Por: diario | 14/02/2019

Nas próximas semanas, após a definição da formação das comissões permanentes, como a de Constituição de Justiça (CCJ), os deputados da Assembleia Legislativa de Santa Catarina devem se debruçar, entre outras demandas, na análise dos vetos do governador Carlos Moisés (PSL) aos projetos de lei apresentados pela Casa nos últimos anos. Entre eles o PLC 0029.9/2018, do deputado Kennedy Nunes (PSD), que pede a alteração de uma lei com objetivo de impedir a acumulação de aposentadoria e salário de cargo em comissão.

Em 2019, há 30 mensagens de vetos registradas pela assembleia, no entanto, quatro delas foram assinadas em dezembro pelo ainda governador Eduardo Pinho Moreira (MDB).

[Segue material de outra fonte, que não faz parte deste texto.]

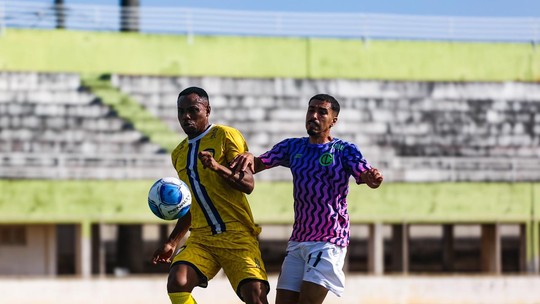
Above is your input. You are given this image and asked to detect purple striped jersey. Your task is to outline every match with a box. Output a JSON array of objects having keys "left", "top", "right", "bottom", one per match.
[{"left": 259, "top": 137, "right": 371, "bottom": 247}]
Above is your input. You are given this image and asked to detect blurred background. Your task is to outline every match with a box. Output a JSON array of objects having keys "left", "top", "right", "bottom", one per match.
[{"left": 0, "top": 0, "right": 540, "bottom": 303}]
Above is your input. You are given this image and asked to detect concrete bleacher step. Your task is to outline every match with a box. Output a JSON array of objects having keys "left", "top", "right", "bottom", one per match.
[{"left": 0, "top": 72, "right": 182, "bottom": 179}]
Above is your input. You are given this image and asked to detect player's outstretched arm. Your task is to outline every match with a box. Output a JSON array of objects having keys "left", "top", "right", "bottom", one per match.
[
  {"left": 230, "top": 152, "right": 266, "bottom": 174},
  {"left": 199, "top": 151, "right": 255, "bottom": 194},
  {"left": 152, "top": 211, "right": 191, "bottom": 265},
  {"left": 361, "top": 168, "right": 383, "bottom": 189}
]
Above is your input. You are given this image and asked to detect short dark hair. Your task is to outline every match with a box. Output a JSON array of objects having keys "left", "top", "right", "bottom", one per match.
[
  {"left": 178, "top": 87, "right": 210, "bottom": 101},
  {"left": 309, "top": 94, "right": 340, "bottom": 116}
]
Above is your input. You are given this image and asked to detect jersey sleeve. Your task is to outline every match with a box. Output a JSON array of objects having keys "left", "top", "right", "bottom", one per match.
[
  {"left": 259, "top": 139, "right": 291, "bottom": 169},
  {"left": 223, "top": 128, "right": 248, "bottom": 163},
  {"left": 343, "top": 144, "right": 371, "bottom": 184}
]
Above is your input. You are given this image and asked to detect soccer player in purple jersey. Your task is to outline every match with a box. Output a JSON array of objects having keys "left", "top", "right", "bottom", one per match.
[{"left": 231, "top": 94, "right": 383, "bottom": 304}]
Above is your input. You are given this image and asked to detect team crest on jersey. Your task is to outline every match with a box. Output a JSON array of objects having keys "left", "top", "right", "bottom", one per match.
[{"left": 319, "top": 152, "right": 334, "bottom": 167}]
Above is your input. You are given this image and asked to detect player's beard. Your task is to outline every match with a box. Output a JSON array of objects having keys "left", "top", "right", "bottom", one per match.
[{"left": 307, "top": 128, "right": 319, "bottom": 136}]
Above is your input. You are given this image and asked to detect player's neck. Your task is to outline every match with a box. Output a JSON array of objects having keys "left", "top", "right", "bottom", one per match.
[{"left": 309, "top": 133, "right": 333, "bottom": 145}]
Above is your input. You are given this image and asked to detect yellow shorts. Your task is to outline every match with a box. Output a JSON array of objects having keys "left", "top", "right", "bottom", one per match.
[{"left": 171, "top": 231, "right": 270, "bottom": 298}]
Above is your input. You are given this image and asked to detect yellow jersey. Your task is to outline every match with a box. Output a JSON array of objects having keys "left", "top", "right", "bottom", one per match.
[{"left": 171, "top": 125, "right": 261, "bottom": 235}]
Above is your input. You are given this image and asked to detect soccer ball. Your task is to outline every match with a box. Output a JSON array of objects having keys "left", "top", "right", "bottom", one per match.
[{"left": 148, "top": 177, "right": 191, "bottom": 220}]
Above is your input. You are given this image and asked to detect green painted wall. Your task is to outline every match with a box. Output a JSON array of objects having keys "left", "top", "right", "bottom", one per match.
[
  {"left": 0, "top": 180, "right": 540, "bottom": 224},
  {"left": 0, "top": 29, "right": 540, "bottom": 81}
]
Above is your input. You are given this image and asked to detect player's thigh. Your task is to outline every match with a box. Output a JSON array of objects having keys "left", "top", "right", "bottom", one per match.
[
  {"left": 171, "top": 238, "right": 221, "bottom": 287},
  {"left": 297, "top": 281, "right": 328, "bottom": 304},
  {"left": 239, "top": 280, "right": 270, "bottom": 304},
  {"left": 219, "top": 233, "right": 270, "bottom": 297},
  {"left": 301, "top": 242, "right": 347, "bottom": 296},
  {"left": 276, "top": 289, "right": 300, "bottom": 304},
  {"left": 167, "top": 263, "right": 200, "bottom": 293},
  {"left": 276, "top": 250, "right": 306, "bottom": 294}
]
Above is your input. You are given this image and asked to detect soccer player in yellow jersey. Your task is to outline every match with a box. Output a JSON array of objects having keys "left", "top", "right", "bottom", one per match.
[{"left": 153, "top": 87, "right": 270, "bottom": 304}]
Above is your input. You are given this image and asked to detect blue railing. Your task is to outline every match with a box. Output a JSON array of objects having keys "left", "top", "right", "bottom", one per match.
[{"left": 0, "top": 0, "right": 540, "bottom": 43}]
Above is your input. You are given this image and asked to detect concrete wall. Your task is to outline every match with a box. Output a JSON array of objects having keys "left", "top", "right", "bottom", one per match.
[{"left": 0, "top": 225, "right": 57, "bottom": 276}]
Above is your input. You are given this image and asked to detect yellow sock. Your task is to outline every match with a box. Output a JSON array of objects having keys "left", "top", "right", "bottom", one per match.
[{"left": 169, "top": 292, "right": 197, "bottom": 304}]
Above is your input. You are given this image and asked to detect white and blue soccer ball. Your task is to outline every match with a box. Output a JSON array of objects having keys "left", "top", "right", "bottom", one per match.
[{"left": 148, "top": 177, "right": 191, "bottom": 220}]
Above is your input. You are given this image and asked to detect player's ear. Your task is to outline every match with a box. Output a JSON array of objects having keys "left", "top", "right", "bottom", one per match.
[{"left": 330, "top": 116, "right": 337, "bottom": 127}]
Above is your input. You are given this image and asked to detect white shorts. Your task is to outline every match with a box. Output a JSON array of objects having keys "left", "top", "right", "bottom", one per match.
[{"left": 276, "top": 241, "right": 347, "bottom": 297}]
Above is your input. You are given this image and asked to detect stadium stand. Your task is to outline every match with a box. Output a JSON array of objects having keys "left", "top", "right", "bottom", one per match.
[
  {"left": 112, "top": 75, "right": 540, "bottom": 182},
  {"left": 0, "top": 72, "right": 175, "bottom": 179}
]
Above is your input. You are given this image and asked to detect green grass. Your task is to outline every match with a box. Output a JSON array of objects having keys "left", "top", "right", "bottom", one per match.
[
  {"left": 0, "top": 29, "right": 540, "bottom": 81},
  {"left": 0, "top": 180, "right": 540, "bottom": 224}
]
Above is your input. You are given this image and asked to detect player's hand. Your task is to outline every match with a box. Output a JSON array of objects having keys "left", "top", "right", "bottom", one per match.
[
  {"left": 152, "top": 243, "right": 176, "bottom": 265},
  {"left": 199, "top": 151, "right": 219, "bottom": 171},
  {"left": 230, "top": 152, "right": 255, "bottom": 173},
  {"left": 361, "top": 168, "right": 383, "bottom": 189}
]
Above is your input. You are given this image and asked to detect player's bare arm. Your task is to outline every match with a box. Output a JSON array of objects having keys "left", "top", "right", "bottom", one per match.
[
  {"left": 199, "top": 151, "right": 255, "bottom": 194},
  {"left": 152, "top": 211, "right": 191, "bottom": 264},
  {"left": 230, "top": 152, "right": 266, "bottom": 174},
  {"left": 361, "top": 168, "right": 384, "bottom": 189}
]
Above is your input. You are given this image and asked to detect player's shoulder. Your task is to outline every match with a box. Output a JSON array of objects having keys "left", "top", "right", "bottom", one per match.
[
  {"left": 214, "top": 125, "right": 240, "bottom": 133},
  {"left": 171, "top": 137, "right": 192, "bottom": 157},
  {"left": 210, "top": 125, "right": 243, "bottom": 137}
]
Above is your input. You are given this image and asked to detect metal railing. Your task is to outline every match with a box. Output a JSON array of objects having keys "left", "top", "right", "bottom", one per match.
[{"left": 0, "top": 0, "right": 540, "bottom": 43}]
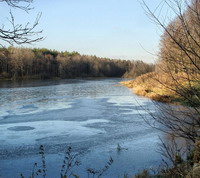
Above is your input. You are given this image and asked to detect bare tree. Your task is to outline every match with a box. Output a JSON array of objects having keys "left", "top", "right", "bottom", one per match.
[
  {"left": 0, "top": 0, "right": 43, "bottom": 46},
  {"left": 142, "top": 0, "right": 200, "bottom": 145}
]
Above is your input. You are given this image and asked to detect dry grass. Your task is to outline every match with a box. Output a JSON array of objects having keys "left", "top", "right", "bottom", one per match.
[{"left": 121, "top": 72, "right": 199, "bottom": 103}]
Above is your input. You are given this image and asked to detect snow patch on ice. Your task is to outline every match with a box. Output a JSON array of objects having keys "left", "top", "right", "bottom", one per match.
[{"left": 0, "top": 119, "right": 109, "bottom": 145}]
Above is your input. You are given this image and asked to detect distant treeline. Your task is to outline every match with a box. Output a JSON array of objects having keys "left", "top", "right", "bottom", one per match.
[{"left": 0, "top": 47, "right": 154, "bottom": 79}]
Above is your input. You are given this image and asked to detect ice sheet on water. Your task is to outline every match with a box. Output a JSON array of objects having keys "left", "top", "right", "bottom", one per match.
[
  {"left": 0, "top": 101, "right": 72, "bottom": 117},
  {"left": 108, "top": 95, "right": 149, "bottom": 106},
  {"left": 0, "top": 119, "right": 108, "bottom": 145}
]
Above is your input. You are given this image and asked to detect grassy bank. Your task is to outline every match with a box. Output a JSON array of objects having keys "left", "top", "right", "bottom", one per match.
[
  {"left": 121, "top": 72, "right": 200, "bottom": 105},
  {"left": 121, "top": 72, "right": 175, "bottom": 102}
]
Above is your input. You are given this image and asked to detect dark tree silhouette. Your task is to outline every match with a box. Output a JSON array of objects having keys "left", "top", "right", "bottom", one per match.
[{"left": 0, "top": 0, "right": 43, "bottom": 46}]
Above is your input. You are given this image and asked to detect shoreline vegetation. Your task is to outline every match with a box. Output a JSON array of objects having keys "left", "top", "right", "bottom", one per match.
[
  {"left": 120, "top": 72, "right": 180, "bottom": 104},
  {"left": 0, "top": 47, "right": 154, "bottom": 80}
]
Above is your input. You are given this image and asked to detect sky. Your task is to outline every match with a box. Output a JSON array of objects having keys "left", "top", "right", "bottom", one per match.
[{"left": 0, "top": 0, "right": 172, "bottom": 63}]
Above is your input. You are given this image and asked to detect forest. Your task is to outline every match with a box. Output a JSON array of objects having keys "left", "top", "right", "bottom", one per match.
[
  {"left": 0, "top": 47, "right": 154, "bottom": 79},
  {"left": 124, "top": 0, "right": 200, "bottom": 178}
]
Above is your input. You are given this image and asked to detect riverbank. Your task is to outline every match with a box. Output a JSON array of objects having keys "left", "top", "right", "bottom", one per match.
[
  {"left": 121, "top": 72, "right": 177, "bottom": 103},
  {"left": 121, "top": 72, "right": 200, "bottom": 106}
]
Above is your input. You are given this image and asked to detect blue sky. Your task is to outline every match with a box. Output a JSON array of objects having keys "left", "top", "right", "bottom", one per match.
[{"left": 0, "top": 0, "right": 170, "bottom": 62}]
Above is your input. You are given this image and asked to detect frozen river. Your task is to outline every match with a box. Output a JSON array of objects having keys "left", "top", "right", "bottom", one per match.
[{"left": 0, "top": 79, "right": 161, "bottom": 178}]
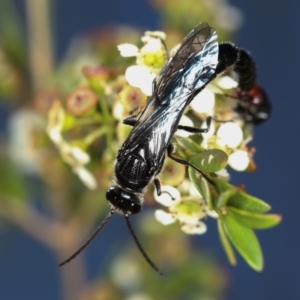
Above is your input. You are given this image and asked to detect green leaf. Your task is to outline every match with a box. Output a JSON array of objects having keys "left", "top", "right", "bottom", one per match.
[
  {"left": 221, "top": 214, "right": 264, "bottom": 271},
  {"left": 227, "top": 207, "right": 281, "bottom": 229},
  {"left": 176, "top": 136, "right": 203, "bottom": 153},
  {"left": 188, "top": 167, "right": 213, "bottom": 209},
  {"left": 218, "top": 219, "right": 237, "bottom": 266},
  {"left": 214, "top": 189, "right": 236, "bottom": 209},
  {"left": 227, "top": 189, "right": 271, "bottom": 213},
  {"left": 190, "top": 149, "right": 228, "bottom": 173}
]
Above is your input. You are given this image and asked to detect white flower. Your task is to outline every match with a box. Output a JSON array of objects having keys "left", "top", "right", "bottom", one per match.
[
  {"left": 216, "top": 76, "right": 238, "bottom": 90},
  {"left": 181, "top": 221, "right": 207, "bottom": 234},
  {"left": 154, "top": 209, "right": 176, "bottom": 225},
  {"left": 125, "top": 66, "right": 156, "bottom": 96},
  {"left": 118, "top": 31, "right": 167, "bottom": 96},
  {"left": 153, "top": 185, "right": 181, "bottom": 207},
  {"left": 118, "top": 44, "right": 139, "bottom": 57},
  {"left": 73, "top": 166, "right": 97, "bottom": 190},
  {"left": 228, "top": 150, "right": 250, "bottom": 171},
  {"left": 217, "top": 122, "right": 243, "bottom": 148},
  {"left": 175, "top": 115, "right": 194, "bottom": 137},
  {"left": 154, "top": 186, "right": 213, "bottom": 234},
  {"left": 47, "top": 101, "right": 97, "bottom": 190}
]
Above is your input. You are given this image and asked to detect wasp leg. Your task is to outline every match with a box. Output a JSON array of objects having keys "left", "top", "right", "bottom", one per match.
[
  {"left": 123, "top": 115, "right": 137, "bottom": 126},
  {"left": 167, "top": 144, "right": 215, "bottom": 186},
  {"left": 177, "top": 117, "right": 213, "bottom": 133}
]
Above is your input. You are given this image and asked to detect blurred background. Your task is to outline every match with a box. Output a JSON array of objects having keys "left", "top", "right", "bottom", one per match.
[{"left": 0, "top": 0, "right": 300, "bottom": 300}]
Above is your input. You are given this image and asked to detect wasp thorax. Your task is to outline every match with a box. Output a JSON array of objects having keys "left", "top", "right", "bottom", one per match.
[{"left": 106, "top": 186, "right": 142, "bottom": 214}]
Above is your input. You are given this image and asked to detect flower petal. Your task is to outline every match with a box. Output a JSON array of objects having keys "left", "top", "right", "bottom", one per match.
[
  {"left": 73, "top": 167, "right": 97, "bottom": 190},
  {"left": 190, "top": 88, "right": 215, "bottom": 115},
  {"left": 217, "top": 122, "right": 243, "bottom": 148},
  {"left": 118, "top": 43, "right": 139, "bottom": 57},
  {"left": 228, "top": 150, "right": 250, "bottom": 172},
  {"left": 181, "top": 221, "right": 207, "bottom": 234},
  {"left": 154, "top": 209, "right": 176, "bottom": 225},
  {"left": 153, "top": 185, "right": 181, "bottom": 207}
]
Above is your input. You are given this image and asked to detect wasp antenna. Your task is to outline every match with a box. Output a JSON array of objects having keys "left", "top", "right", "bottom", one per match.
[
  {"left": 58, "top": 209, "right": 115, "bottom": 267},
  {"left": 124, "top": 214, "right": 165, "bottom": 278}
]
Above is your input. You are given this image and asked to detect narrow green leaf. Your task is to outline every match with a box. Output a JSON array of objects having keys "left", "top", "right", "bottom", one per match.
[
  {"left": 218, "top": 219, "right": 237, "bottom": 266},
  {"left": 227, "top": 189, "right": 271, "bottom": 213},
  {"left": 221, "top": 214, "right": 264, "bottom": 271},
  {"left": 215, "top": 189, "right": 236, "bottom": 209},
  {"left": 188, "top": 167, "right": 213, "bottom": 209},
  {"left": 190, "top": 149, "right": 228, "bottom": 173},
  {"left": 227, "top": 207, "right": 281, "bottom": 229}
]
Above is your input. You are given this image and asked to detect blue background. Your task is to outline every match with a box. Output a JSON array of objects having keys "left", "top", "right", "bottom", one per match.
[{"left": 0, "top": 0, "right": 300, "bottom": 300}]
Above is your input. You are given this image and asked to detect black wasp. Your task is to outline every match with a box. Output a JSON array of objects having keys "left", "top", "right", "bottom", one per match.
[{"left": 60, "top": 23, "right": 270, "bottom": 274}]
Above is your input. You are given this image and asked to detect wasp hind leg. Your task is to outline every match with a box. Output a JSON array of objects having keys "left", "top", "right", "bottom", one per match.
[
  {"left": 177, "top": 117, "right": 213, "bottom": 133},
  {"left": 167, "top": 144, "right": 215, "bottom": 186}
]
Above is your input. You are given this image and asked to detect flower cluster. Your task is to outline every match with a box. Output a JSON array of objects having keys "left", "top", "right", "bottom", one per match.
[{"left": 47, "top": 101, "right": 97, "bottom": 189}]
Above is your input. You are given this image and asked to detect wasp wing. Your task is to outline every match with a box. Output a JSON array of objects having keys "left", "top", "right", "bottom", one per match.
[{"left": 154, "top": 23, "right": 219, "bottom": 102}]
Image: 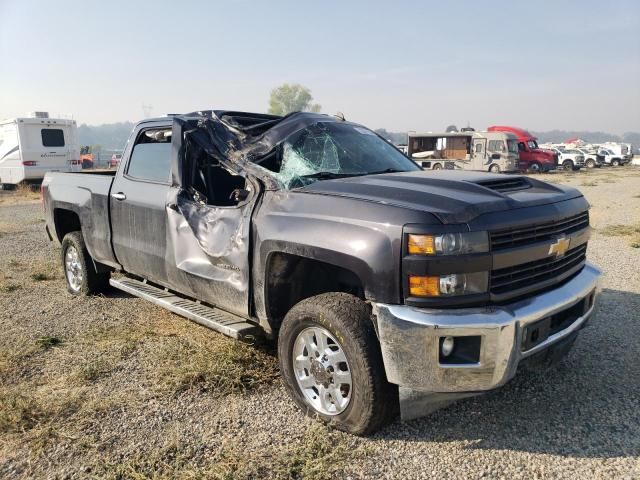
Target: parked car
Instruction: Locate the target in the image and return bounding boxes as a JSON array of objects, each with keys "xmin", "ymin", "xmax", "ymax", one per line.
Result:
[
  {"xmin": 575, "ymin": 148, "xmax": 604, "ymax": 168},
  {"xmin": 487, "ymin": 125, "xmax": 558, "ymax": 172},
  {"xmin": 0, "ymin": 112, "xmax": 82, "ymax": 189},
  {"xmin": 550, "ymin": 147, "xmax": 585, "ymax": 171},
  {"xmin": 407, "ymin": 130, "xmax": 520, "ymax": 173},
  {"xmin": 598, "ymin": 148, "xmax": 627, "ymax": 167},
  {"xmin": 109, "ymin": 153, "xmax": 122, "ymax": 168},
  {"xmin": 42, "ymin": 111, "xmax": 600, "ymax": 434}
]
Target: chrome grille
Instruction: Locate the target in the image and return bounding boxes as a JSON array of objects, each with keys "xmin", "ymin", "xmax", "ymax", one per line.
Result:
[
  {"xmin": 491, "ymin": 212, "xmax": 589, "ymax": 252},
  {"xmin": 490, "ymin": 243, "xmax": 587, "ymax": 295}
]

De todas as matérias impedidas pelo Executivo de se transformarem em lei, 26 delas foram vetadas pelo atual governador Carlos Moisés. A maioria é referente a projetos apresentados ao longo de 2018 (12). O restante foi protocolado em 2017 (8), 2016 (3), 2015 (6) e até um de 2012 (1).

De acordo com o regimento do legislativo estadual, após o veto do governador, a Casa decide em plenário se irá concordar com o veto, arquivando assim o projeto de lei, ou se irá derrubar o veto, nesse caso aprovando a matéria. Conforme a assessoria da Casa, o governador não pode dizer não duas vezes para o mesmo projeto, mas caso discorde da decisão dos parlamentares, é possível tentar impedir a aprovação por meios judiciais.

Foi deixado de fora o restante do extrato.